1) O crime de abuso de confiança taxado no art.º 205°, n° 1, do C. Penal não abrange as coisas móveis fungíveis, designadamente as somas em dinheiro, pois a não ser assim estar-se-ia a legitimar a prisão por dívidas,

2) Quando a coisa for fungível, o agente deve ser absolvido da prática do crime e apenas condenado no pagamento das importâncias de que se mostre provado que indevidamente se apropriou;

3) Ao não se entender assim, sufragando que a interpretação a dar ao art. 205°, n° 1, do C. P. não é a agora preconizada, como é o caso do acórdão da Relação, mostra-se violado o disposto no art.º 8°, nº 1, e por compreensão lógica, o conteúdo do art. 27°, n° 1, ambos da Constituição da República Portuguesa;

4) A norma do art. 205°, n° 1, do C. P., por errada interpretação e aplicação, que é a do acórdão da Relação, deve ser declarada inconstitucional, e não pode ser aplicada pelos tribunais, di-lo o art. 204° da C.R.P..

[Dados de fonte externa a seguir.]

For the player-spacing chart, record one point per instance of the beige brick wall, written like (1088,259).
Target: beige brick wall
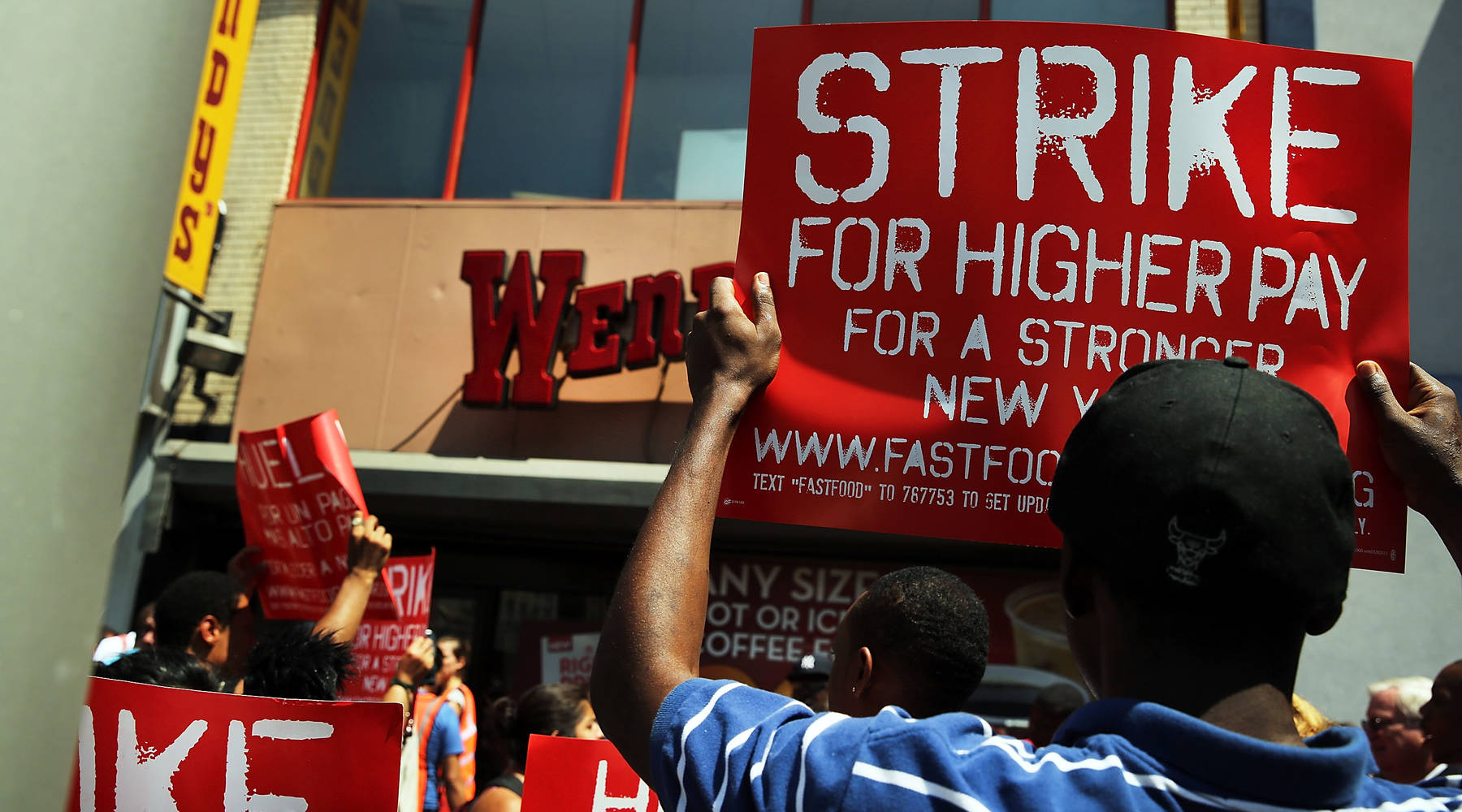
(263,152)
(257,175)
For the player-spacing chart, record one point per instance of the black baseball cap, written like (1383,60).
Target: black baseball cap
(1208,486)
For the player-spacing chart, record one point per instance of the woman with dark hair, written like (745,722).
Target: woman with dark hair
(555,709)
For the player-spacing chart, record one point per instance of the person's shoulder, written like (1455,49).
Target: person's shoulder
(446,716)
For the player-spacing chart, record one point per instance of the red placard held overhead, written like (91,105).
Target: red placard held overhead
(379,645)
(582,775)
(972,228)
(297,491)
(142,746)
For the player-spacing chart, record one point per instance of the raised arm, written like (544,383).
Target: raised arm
(651,637)
(366,557)
(1423,446)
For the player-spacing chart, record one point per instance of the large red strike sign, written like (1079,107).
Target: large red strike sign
(142,746)
(297,491)
(380,645)
(582,775)
(974,228)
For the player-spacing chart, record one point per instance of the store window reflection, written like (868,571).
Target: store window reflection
(687,135)
(888,11)
(402,95)
(1148,14)
(546,98)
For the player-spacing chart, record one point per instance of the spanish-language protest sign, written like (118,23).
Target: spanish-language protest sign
(142,746)
(379,645)
(566,775)
(974,227)
(297,491)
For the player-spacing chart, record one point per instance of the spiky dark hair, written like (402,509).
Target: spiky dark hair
(292,662)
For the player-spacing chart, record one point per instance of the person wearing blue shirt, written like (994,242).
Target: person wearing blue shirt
(1208,521)
(443,745)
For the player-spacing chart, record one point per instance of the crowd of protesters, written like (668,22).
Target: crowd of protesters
(1192,653)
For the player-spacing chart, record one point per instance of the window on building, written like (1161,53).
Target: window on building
(546,98)
(692,88)
(401,100)
(546,107)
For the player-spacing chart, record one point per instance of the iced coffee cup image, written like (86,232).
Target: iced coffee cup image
(1038,630)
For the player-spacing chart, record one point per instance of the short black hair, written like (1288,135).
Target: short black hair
(190,599)
(932,628)
(168,667)
(292,662)
(1060,697)
(543,709)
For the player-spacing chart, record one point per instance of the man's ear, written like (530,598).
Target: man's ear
(863,671)
(1323,620)
(210,630)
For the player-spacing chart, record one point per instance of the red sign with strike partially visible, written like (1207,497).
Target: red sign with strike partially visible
(380,645)
(972,228)
(297,491)
(581,775)
(142,746)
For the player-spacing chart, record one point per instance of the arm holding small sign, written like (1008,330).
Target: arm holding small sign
(1423,444)
(367,555)
(651,640)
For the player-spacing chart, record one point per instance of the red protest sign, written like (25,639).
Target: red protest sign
(972,228)
(297,491)
(581,775)
(379,645)
(142,746)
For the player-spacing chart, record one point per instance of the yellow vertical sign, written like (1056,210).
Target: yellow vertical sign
(336,67)
(211,135)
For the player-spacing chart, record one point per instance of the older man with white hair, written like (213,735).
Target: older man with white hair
(1394,726)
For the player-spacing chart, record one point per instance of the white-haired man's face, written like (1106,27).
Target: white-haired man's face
(1396,742)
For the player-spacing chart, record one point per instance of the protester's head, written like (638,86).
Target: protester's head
(166,667)
(455,653)
(1394,726)
(292,662)
(809,680)
(145,627)
(1208,510)
(919,638)
(555,709)
(206,614)
(1050,709)
(1442,716)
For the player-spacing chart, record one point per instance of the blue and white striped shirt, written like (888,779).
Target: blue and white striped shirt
(727,746)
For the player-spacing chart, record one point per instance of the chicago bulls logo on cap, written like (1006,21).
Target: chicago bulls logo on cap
(1192,551)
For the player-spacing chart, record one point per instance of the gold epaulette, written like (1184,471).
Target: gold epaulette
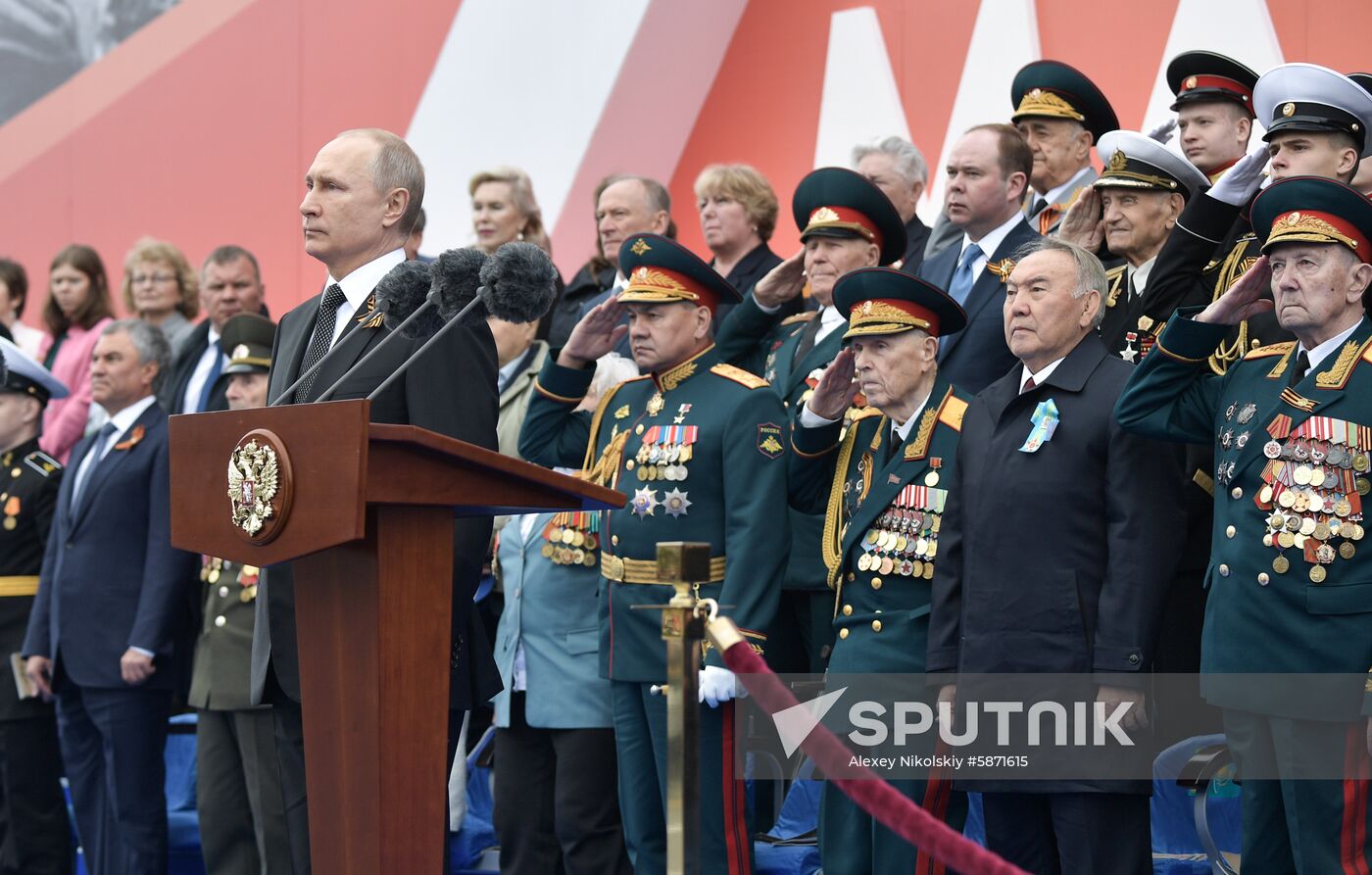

Termos em que, e invocando o douto suprimento de V. Exªs, colendos julgadores, deve o presente recurso ser julgado procedente, por provado, e o art. 205°, n° 1, do Código Penal ser declarado inconstitucional por no seu âmbito não caber o ilícito que se traduz na apropriação indevida de coisas móveis fungíveis, como são as quantias pecuniárias, pois a não ser assim estar-se-ia a legitimar a prisão por dívidas, o que é ilegal e inconstitucional, tudo com as legais consequências.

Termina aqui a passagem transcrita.